Dans les coulisses de ChatGPT : comment l’IA comprend et génère le langage

Une explication pour débutants de la façon dont ChatGPT transforme le texte en tokens, prédit ses réponses et génère un langage qui semble cohérent.

Dans les coulisses de ChatGPT : comment l’IA comprend et génère le langage
Sommaire

À retenir

  • ChatGPT ne lit pas le texte comme les humains. Il travaille avec des tokens et prédit les suites probables.
  • Ce qui est impressionnant, ce n’est pas une seule prédiction, mais la façon dont plusieurs petites prédictions s’assemblent pour former une réponse utile.
  • Comprendre la tokenisation et la génération aide à expliquer pourquoi ChatGPT peut être fluide, utile et tout de même se tromper.

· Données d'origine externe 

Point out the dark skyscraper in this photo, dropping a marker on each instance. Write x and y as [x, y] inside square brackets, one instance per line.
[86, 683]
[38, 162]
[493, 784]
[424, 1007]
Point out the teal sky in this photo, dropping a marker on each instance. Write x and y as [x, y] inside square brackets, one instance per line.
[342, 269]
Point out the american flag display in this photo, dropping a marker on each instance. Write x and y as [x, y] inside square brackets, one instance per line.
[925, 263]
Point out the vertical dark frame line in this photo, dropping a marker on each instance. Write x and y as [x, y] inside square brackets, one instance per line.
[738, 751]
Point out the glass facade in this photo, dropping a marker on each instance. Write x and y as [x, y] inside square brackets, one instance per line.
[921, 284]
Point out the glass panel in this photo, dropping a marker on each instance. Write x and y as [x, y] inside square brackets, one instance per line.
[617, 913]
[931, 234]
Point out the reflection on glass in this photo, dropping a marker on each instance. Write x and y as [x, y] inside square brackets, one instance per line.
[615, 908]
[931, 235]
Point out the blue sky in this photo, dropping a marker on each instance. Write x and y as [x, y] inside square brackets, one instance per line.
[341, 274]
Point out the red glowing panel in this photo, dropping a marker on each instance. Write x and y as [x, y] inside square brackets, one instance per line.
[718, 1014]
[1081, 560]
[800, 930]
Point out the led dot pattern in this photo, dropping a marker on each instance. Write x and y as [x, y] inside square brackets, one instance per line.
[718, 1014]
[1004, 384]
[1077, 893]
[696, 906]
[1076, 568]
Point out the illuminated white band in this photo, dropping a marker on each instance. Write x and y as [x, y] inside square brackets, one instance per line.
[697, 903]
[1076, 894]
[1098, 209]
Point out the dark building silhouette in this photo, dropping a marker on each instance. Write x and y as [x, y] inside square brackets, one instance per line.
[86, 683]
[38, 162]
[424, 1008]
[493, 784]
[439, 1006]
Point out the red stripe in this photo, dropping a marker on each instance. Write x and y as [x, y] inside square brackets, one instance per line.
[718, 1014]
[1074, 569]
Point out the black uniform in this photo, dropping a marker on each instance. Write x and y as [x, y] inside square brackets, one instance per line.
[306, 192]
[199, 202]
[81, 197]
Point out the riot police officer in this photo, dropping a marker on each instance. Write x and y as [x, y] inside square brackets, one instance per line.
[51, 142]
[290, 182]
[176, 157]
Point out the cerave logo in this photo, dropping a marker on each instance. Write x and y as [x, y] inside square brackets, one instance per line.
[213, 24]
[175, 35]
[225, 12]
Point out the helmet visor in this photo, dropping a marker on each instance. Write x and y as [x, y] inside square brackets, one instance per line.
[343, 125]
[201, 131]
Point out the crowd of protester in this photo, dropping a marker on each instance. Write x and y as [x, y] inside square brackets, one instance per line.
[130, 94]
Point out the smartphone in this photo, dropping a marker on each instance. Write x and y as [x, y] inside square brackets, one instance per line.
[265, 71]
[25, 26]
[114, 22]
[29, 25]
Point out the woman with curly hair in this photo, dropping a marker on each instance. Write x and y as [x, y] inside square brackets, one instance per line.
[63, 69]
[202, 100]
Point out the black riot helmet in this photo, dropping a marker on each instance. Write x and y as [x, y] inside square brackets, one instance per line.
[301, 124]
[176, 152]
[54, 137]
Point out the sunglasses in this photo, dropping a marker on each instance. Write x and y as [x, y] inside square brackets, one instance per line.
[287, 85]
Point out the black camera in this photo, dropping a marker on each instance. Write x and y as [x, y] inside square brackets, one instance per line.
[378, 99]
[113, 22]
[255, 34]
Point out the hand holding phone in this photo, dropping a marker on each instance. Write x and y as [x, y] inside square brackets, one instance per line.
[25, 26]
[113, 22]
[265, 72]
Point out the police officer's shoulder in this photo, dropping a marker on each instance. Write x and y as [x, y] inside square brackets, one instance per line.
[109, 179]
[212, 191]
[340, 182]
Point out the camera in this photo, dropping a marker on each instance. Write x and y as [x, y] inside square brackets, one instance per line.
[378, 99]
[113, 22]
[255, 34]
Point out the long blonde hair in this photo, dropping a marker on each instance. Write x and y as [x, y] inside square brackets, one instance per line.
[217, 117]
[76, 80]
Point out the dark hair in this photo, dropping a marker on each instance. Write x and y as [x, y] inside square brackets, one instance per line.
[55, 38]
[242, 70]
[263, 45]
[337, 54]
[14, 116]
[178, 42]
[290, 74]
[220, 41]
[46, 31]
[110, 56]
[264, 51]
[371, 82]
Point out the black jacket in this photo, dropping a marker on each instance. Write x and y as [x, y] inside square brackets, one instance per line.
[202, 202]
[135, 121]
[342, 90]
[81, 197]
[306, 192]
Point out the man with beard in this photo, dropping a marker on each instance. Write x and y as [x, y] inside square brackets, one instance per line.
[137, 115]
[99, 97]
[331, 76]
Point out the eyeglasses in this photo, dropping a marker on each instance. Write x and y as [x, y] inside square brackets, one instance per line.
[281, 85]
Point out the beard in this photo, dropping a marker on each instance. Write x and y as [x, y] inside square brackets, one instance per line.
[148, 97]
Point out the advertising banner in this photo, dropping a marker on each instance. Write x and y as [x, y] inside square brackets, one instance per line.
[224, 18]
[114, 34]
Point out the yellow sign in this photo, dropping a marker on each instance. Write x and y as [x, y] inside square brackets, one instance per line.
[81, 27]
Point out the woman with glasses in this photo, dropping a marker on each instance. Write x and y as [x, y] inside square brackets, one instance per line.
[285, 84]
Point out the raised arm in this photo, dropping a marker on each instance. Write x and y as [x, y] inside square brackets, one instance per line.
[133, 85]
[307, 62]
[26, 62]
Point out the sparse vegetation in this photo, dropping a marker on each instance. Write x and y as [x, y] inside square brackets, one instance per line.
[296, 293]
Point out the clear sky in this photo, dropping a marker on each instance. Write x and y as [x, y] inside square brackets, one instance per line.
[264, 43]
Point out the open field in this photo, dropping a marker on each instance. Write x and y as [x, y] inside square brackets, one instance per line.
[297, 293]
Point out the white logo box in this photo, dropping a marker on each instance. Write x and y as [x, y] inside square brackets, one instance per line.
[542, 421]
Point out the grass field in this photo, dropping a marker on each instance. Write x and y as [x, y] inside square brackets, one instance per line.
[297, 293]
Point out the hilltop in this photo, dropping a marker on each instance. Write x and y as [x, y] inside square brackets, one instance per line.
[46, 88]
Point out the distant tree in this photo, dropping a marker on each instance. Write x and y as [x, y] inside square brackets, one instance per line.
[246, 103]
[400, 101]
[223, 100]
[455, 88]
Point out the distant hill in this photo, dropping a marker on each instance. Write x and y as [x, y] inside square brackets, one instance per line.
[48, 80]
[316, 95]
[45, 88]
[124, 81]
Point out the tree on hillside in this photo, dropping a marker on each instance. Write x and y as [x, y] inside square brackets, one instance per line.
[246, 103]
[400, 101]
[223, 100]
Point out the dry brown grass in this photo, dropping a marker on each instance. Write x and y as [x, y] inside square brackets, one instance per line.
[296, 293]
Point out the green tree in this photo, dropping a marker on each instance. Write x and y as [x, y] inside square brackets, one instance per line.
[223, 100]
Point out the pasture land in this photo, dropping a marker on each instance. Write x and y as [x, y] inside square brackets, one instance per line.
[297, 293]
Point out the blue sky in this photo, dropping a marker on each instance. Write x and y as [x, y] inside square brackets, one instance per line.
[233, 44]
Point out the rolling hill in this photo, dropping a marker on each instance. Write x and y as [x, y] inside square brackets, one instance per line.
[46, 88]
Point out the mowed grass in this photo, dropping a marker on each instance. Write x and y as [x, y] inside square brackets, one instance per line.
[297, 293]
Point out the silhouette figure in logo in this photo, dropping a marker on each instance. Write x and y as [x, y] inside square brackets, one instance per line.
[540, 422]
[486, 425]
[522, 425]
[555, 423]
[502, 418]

Regardez la vidéo (surtout pour tous les superbes visuels!) :

Vous avez peut-être entendu dire que l’IA peut accomplir toutes sortes de choses impressionnantes, qu’il s’agisse de vous parler comme un humain, de générer du code ou même d’analyser des images. Mais comment ces modèles fonctionnent-ils réellement en coulisses? Si vous débutez en Python ou avez peu d’expérience en programmation, ne vous inquiétez pas. Nous allons essayer de garder les choses simples tout en couvrant les idées essentielles. À la fin, vous comprendrez plus clairement la place des LLMs dans le grand portrait de l’IA, la façon dont ils traitent le langage, les raisons pour lesquelles ils se trompent parfois et pourquoi ils demeurent des outils incroyablement puissants pour construire les applications de prochaine génération.

Commençons par une petite histoire. Imaginez-vous dans un cours de langue. Vous voulez apprendre le français, mais au lieu d’étudier toutes les règles de grammaire une par une, vous commencez à lire une quantité énorme de textes français, comme des romans, des articles de nouvelles et des publications aléatoires sur les médias sociaux. Vous essayez ensuite de prédire la suite des phrases françaises en ne regardant que leurs premiers mots. Au début, vous ferez évidemment des erreurs et des suppositions au hasard. Mais après beaucoup de pratique et de feedback, si on vous explique dans votre langue ce qu’aurait dû être la bonne réponse, vous commencez à repérer des patterns. Vous remarquez que certains mots apparaissent plus souvent ensemble que d’autres. Après avoir lu un million de phrases françaises, vous devenez plutôt bon pour prédire les mots suivants. C’est plus ou moins ce que font les LLMs à une échelle gigantesque. Ils lisent d’immenses quantités de données provenant d’Internet, comme des pages Web, des livres et du code, puis essaient de prédire le prochain mot d’une séquence. C’est ce qu’on appelle la prédiction du prochain token, mais vous n’avez pas besoin de vous soucier de ce terme.

Lorsque nous parlons d’IA, nous désignons tout un domaine de recherche et de technologie qui vise à construire des machines capables d’accomplir des tâches exigeant normalement l’intelligence humaine, comme reconnaître la parole, identifier des images ou prendre des décisions. L’IA comprend un sous-domaine appelé apprentissage automatique, qui consiste à enseigner aux ordinateurs à apprendre à partir de données sans programmer chaque règle individuellement. Traditionnellement, si on voulait qu’un ordinateur accomplisse une tâche, on codait tout en dur, par exemple : « Si X, fais Y; si A, fais B. » L’apprentissage automatique inverse cette logique en laissant des algorithmes absorber les données et apprendre eux-mêmes ces patterns. Nous pouvons ainsi passer à des patterns beaucoup plus complexes que quelques instructions « si, alors ».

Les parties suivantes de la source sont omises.